Another possibility is your cdrom may only be 40x for data CDs and 6x for audio CDs

----------

## andrew_j_w

 *cyrillic wrote:*   

> Another possibility is your cdrom may only be 40x for data CDs and 6x for audio CDs

 

Exactly my thought, I believe some cd-drives treat disks differently depending on their content.

----------

## drjimmy42

 *cyrillic wrote:*   

> 
> 
> Have you tried cdda2wav ?
> 
> I just tried ripping a CD on my CDRW and I get 4521 seconds of audio in 148 seconds = 30x (average)
> ...

 

You know, that made me think.  cdparanoia actually does error correction when it rips, that's one of the reasons to use it.  That means that it would have to go slower to do that error checking and correction.  I'll try cdda2wav (which as far as I know just rips the damn thing) and see what the performance is like.  

Thanks for the idea.

John

----------

## drjimmy42

Ok, so the verdict is in.  cdda2wav is WAAAAAAY ( about twice as fast)  faster than cdparanoia, probably for the obvious reasons of cdparanoia error checking.  I suppose I'll stick with cdparanoia though.  I only have to rip these once so I want to get it right.  Also, I have to wait for them to encode in to mp3 anyway which already takes longer than cdparanoia does, so I would just have to wait.   

Anyway, thanks for the help.

John

----------

## secondshadow

 *andrew_j_w wrote:*   

>  *drjimmy42 wrote:*   I already turned encoding off.  It is going straight to wav when I'm observing this. 
> 
> Ah, ok. You didn't mention that in your first post so that seemed like the mostly likly explaination.
> 
> I assume that as your cdrom drive has dma enabled your hard disk has as well?
> ...

 

How do you figure that? 1x=150KB/s (btw the lowercase b means bits, upper its bytes, technically). My 52x cdrom has a max data transfer rate of 7800KB/s. 7800 / 150=52 see? So, using simple math we see that 5 * 150=750 KB/s. No offense but if you have a 5x CDROM that only performs at 95KB/s on average you have a seriously defective/broken CDROM. 

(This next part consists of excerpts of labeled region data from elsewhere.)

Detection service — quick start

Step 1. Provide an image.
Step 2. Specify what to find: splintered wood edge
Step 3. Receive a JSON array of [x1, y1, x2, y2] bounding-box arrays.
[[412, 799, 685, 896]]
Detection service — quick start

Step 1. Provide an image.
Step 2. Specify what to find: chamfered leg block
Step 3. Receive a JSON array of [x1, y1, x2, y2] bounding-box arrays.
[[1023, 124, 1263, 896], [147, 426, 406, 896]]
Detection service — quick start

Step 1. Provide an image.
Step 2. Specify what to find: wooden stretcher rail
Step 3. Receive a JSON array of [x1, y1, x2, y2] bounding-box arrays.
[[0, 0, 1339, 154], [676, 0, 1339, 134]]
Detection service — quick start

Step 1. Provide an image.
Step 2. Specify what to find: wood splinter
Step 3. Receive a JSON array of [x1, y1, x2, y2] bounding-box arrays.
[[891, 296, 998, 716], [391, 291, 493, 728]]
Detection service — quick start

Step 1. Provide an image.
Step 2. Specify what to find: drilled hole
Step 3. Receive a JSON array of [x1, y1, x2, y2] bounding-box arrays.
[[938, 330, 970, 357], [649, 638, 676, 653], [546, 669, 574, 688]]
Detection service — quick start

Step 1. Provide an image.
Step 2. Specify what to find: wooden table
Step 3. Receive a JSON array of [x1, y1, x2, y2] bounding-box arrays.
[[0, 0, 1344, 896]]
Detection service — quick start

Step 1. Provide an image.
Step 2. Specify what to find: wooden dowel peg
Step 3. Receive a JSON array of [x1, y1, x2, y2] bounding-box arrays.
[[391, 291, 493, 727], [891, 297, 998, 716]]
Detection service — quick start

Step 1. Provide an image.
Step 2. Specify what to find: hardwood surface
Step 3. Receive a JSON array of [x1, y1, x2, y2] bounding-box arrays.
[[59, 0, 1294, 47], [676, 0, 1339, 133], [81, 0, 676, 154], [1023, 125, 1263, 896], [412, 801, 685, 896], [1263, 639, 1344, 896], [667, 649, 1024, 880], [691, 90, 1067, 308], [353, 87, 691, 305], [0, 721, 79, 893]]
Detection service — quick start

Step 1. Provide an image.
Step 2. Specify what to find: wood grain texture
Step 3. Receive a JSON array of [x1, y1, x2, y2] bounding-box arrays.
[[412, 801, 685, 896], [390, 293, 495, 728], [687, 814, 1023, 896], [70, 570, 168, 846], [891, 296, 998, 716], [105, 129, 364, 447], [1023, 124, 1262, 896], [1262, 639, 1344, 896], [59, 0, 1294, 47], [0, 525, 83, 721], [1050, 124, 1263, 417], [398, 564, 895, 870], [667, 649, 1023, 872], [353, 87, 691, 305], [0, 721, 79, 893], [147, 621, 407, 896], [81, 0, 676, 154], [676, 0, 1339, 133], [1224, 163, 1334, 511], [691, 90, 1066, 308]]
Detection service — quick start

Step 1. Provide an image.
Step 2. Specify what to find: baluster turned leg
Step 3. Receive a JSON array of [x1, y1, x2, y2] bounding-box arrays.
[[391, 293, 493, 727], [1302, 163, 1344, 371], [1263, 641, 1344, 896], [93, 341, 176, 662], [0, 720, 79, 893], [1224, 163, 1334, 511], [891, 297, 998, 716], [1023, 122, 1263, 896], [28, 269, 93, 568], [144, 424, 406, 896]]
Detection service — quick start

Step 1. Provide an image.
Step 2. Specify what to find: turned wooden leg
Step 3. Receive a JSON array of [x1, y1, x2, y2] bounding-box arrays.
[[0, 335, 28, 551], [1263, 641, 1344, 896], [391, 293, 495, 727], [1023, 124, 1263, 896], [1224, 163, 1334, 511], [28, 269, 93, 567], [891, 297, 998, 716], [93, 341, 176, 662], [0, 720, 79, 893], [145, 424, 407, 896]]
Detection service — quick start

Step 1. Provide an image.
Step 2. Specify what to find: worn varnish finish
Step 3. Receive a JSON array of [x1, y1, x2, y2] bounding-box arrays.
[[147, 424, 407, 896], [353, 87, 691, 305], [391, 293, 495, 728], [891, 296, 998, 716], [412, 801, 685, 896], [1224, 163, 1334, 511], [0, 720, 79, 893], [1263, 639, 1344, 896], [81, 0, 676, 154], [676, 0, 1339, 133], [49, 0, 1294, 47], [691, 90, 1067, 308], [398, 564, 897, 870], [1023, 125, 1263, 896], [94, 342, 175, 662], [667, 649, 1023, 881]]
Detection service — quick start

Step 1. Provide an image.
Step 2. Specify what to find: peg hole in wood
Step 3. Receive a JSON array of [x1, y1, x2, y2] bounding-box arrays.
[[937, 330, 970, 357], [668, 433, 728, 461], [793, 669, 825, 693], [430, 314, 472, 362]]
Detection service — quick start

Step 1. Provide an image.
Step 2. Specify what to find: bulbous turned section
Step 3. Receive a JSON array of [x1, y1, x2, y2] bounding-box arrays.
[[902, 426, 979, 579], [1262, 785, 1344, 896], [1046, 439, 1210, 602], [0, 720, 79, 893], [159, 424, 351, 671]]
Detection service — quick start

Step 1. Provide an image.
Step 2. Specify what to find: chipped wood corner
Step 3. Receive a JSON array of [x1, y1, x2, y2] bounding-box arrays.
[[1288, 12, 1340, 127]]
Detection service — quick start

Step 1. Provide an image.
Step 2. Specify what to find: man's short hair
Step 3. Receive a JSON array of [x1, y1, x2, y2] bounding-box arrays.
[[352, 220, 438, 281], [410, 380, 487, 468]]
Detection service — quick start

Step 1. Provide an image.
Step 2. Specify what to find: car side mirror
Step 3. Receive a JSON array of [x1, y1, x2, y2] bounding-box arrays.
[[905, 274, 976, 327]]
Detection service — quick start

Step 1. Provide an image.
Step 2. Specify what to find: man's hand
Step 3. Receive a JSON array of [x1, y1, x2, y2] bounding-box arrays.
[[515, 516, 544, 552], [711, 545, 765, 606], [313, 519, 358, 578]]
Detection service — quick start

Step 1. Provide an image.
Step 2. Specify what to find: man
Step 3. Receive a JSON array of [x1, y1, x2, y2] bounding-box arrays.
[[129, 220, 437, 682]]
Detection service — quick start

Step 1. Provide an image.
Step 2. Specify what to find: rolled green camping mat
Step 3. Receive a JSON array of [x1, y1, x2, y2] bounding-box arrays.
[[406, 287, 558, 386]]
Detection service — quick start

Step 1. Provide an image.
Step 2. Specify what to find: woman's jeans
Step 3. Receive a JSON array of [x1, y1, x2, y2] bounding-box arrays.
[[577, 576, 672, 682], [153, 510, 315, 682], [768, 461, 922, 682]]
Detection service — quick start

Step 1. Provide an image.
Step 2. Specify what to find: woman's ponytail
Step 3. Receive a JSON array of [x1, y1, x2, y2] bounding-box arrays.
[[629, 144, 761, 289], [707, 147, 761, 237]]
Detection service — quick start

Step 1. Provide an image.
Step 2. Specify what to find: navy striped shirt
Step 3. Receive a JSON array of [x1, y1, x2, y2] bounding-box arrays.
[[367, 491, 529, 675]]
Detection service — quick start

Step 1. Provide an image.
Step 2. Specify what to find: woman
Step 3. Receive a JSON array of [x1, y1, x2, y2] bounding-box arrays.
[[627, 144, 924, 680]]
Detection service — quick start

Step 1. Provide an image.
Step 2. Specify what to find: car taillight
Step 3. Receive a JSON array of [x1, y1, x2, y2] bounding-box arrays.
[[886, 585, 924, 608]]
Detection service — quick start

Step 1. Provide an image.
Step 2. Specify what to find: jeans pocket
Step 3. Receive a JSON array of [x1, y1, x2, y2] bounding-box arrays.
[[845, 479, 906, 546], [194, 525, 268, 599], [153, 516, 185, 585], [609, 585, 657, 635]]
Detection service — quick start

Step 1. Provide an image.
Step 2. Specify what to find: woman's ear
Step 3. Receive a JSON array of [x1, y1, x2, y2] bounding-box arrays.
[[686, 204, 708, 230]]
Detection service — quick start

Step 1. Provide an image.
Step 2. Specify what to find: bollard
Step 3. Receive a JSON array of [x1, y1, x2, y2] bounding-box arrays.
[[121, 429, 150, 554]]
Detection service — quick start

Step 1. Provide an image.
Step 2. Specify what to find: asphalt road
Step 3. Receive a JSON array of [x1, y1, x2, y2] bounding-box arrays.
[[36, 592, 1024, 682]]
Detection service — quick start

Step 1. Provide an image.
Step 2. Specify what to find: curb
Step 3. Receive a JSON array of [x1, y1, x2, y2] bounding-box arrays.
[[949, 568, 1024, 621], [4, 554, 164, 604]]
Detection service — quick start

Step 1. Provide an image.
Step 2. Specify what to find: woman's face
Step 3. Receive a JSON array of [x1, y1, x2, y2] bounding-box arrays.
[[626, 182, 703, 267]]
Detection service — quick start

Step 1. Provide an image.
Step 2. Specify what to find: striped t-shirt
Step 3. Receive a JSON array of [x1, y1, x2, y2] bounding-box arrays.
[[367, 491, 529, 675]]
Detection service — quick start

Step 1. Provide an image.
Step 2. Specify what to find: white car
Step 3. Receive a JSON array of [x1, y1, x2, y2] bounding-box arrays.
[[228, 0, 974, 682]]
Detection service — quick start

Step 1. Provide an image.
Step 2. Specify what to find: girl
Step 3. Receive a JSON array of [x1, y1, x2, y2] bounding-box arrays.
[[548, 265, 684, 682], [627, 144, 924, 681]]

Now, in reference to the slow rips, how old is this CDROM and what brand is it? I had an old 52x Creative CDROM. Loved it to death. Was one of the best CDROMs I ever had, but its audio rip was only around 8x or so at its fastest. Usually it averaged around 6 or so for the 1st 1/2 of a CD (direct to WAV). Most CDROMS do not rip audio anywhere near as fast as the read data. TDK was on of the very first to offer CDROMS that ripped at (theoretically) the same speed as they read data. I can also tell you the grip at the very least using defaults doesn't rip nearly as fast as anything I've ever used in *shudders* windows. I tend to use MusicMatch Jukebox in windows with my 52x32x52 Memorex burner and I've seen it hit somewhere around 30-32x ripping so just because your CDROM says it can read data at 40x doesn't mean it can rip at that speed. The speed your interested in is DAE (Digital Audio Extraction). Most CDROM manufacturers won't even tell you this on the box or in any documentation because they know that its not anywhere even close to data reading, and since a lot of people buy faster CDROMs to rip music, if they told you their DAE was only 20x on a 40x drive, but you saw the TDK burner that had DAE of 48x on a 52x drive, and the extra $40 wasn't an issue, you'd buy the TDK and they'd lose business. Hell, even my HP dvd-writer dvd100i reads data at 32x but only rips somewhere around 10-12. So what I would try, if you can, is to boot up in *shudder* windows and rip something. See how fast it goes there. Make sure its a good, balanced, unscratched CD. This should give you some indication of what kind of performance you can expect from that particular drive.

----------

## andrew_j_w

 *secondshadow wrote:*   

> How do you figure that? 1x=150KB/s (btw the lowercase b means bits, upper its bytes, technically). My 52x cdrom has a max data transfer rate of 7800KB/s. 7800 / 150=52 see? So, using simple math we see that 5 * 150=750 KB/s. No offense but if you have a 5x CDROM that only performs at 95KB/s on average you have a seriously defective/broken CDROM.

 

Ah, you're right - looks like my maths was a teensy bit off there! That should have been 750kb/s.

Andrew

----------